Cracked Cake And Sticky Mmf....

Decorating By ashrunn Updated 16 Sep 2009 , 3:01pm by ashrunn

ashrunn Posted 14 Sep 2009 , 7:38am
post #1 of 8

I'm very new to this, so all tips are welcome!
For my dad's birthday, I made him the famous hamburger cake. The "meat" and the top "bun" both cracked in half beyond repair, which made the everything else slide down with it. It still looked good from the front! I used extra moist cake mix, could that have been my problem? Also, I made MMF for the "vegetables" and they ended up looking great, but I feel like it was a lot harder than it should have been. I couldn't roll the fondant out completely flat because it was so sticky and it was all stuck to my hands; big mess. I used crisco, what else should I have done?

7 replies
brincess_b Posted 15 Sep 2009 , 10:49am
post #2 of 8

if its a very soft cake, it needs very careful handling. if it was a tall cake, you might have wanted to use a support system as well.

did your mmf turn out the way it was supposed too? if it was as the recipe describes when you started working with it, maybe too much crisco got added in, or you overworked it (some people prefer to roll out on ps, corn flour or a mat.
xx

ashrunn Posted 16 Sep 2009 , 3:40am
post #3 of 8

So, is it not a good thing to use super moist cakes for shaping? What are the best kinds to use? I'm not sure if the mmf turned out right...I definitely could never imagine covering a whole cake with it, so I'm going to say no. Do you have any amazingly-awesome-never-fail mmf recipes? icon_smile.gif

xstitcher Posted 16 Sep 2009 , 3:51am
post #4 of 8
Quote:
Originally Posted by ashrunn

So, is it not a good thing to use super moist cakes for shaping? What are the best kinds to use? I'm not sure if the mmf turned out right...I definitely could never imagine covering a whole cake with it, so I'm going to say no. Do you have any amazingly-awesome-never-fail mmf recipes? icon_smile.gif




For carving cakes it's best to use a dense cake like a pound cake. I think though for something like a hamburger cake though a WASC cake would work really well. It is a pretty sturdy/dense cake, not as much as a pound cake but should work for what you needed. I like using the original WASC recipe by kakeladi (you can find it in the recipe section).

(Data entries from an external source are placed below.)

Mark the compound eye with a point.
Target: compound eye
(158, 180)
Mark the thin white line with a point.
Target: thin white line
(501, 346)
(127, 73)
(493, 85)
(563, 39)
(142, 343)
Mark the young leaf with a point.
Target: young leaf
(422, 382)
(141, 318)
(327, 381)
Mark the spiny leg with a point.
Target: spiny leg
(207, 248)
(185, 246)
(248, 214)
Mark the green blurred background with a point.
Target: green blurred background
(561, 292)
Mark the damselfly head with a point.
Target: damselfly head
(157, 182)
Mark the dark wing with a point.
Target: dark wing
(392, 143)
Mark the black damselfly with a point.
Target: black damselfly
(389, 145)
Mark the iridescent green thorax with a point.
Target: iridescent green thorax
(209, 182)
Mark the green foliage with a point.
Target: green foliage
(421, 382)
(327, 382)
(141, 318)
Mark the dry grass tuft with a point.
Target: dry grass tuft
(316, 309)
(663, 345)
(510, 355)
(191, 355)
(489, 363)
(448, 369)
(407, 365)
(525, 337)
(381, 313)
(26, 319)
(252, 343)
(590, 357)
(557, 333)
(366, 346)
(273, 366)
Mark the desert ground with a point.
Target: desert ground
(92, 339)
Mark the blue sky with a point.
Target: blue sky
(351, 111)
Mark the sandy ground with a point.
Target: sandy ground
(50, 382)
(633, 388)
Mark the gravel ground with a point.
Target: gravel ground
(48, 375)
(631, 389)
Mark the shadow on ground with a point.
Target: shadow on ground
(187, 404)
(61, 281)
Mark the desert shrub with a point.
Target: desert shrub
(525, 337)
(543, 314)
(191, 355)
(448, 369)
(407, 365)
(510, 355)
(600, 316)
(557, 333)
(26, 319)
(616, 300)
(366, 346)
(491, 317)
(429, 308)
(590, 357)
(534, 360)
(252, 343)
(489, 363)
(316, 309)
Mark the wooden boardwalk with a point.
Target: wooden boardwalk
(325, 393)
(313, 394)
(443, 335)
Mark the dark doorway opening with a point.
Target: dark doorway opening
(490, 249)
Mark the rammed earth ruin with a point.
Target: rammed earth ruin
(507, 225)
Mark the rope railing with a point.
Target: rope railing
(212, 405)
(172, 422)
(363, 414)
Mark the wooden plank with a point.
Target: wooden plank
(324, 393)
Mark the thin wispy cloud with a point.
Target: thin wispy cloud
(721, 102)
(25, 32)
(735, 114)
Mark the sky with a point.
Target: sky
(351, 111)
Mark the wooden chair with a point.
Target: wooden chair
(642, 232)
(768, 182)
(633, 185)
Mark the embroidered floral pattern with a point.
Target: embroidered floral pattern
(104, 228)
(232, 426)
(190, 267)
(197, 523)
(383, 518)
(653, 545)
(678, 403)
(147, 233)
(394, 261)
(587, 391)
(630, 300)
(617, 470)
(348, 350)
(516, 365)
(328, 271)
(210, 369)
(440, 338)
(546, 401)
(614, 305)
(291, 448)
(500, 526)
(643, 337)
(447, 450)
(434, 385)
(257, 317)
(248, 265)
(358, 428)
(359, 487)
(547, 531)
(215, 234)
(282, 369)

If you have never worked with fondant before I would highly recommend purchasing some premade fondant so you can get a feel for the consistency it should be (Wilton's is excellent for consistency but tastes horrible IMO). Just buy a small bag/box and use the 50% off coupon that's available right now so you can play with it.

If your MMF was too sticky it may have needed a little more ps kneaded into it. I like to roll out my fondant (and I use MFF not MMF - recipe is also in the recipe section under Michele Foster's Fondant and for commercial I use Satin Ice) using corn starch or a very light smear of shortening.


Hope that helps.

Also as pp mentioned you may have needed some support system for your cakes as well. A good rule of thumb is add support every 4" of cake.

xstitcher Posted 16 Sep 2009 , 3:52am
post #5 of 8

Forgot to add:

Welcome to CC!

Texas_Rose Posted 16 Sep 2009 , 3:56am
post #6 of 8

MMF is sticky even when it's right. That's why people use crisco, powdered sugar or cornstarch to roll it out. I prefer cornstarch because it doesn't take as much to work as the PS and it doesn't make it greasy looking like the crisco (but crisco is good to use when you're learning to work with it, makes it easier).

The MMF that I use is just 1 lb MM, 2 lb PS, 4 tbsp water and then crisco to grease hands and surfaces.

If your cake was carved, the problem was most likely that cake mix cakes don't hold up well to carving. You need something a little sturdier or more dense.

Loucinda Posted 16 Sep 2009 , 12:22pm
post #7 of 8

MMF - mine is never sticky - it is just like purchased fondant. I even put it in the microwave for a few seconds to make it so it is easier to knead. It is all in how much powdered sugar you have kneaded into it - if it is still sticky - it needs more.

I agree with XS - BUY some wilton - play with it - then you will see how it is supposed to feel....and welcome to CC! icon_smile.gif

ashrunn Posted 16 Sep 2009 , 3:01pm
post #8 of 8

Thank you guys so much! icon_biggrin.gif
And by the way...I am already SO addicted to CC. It's bad for procrastinating!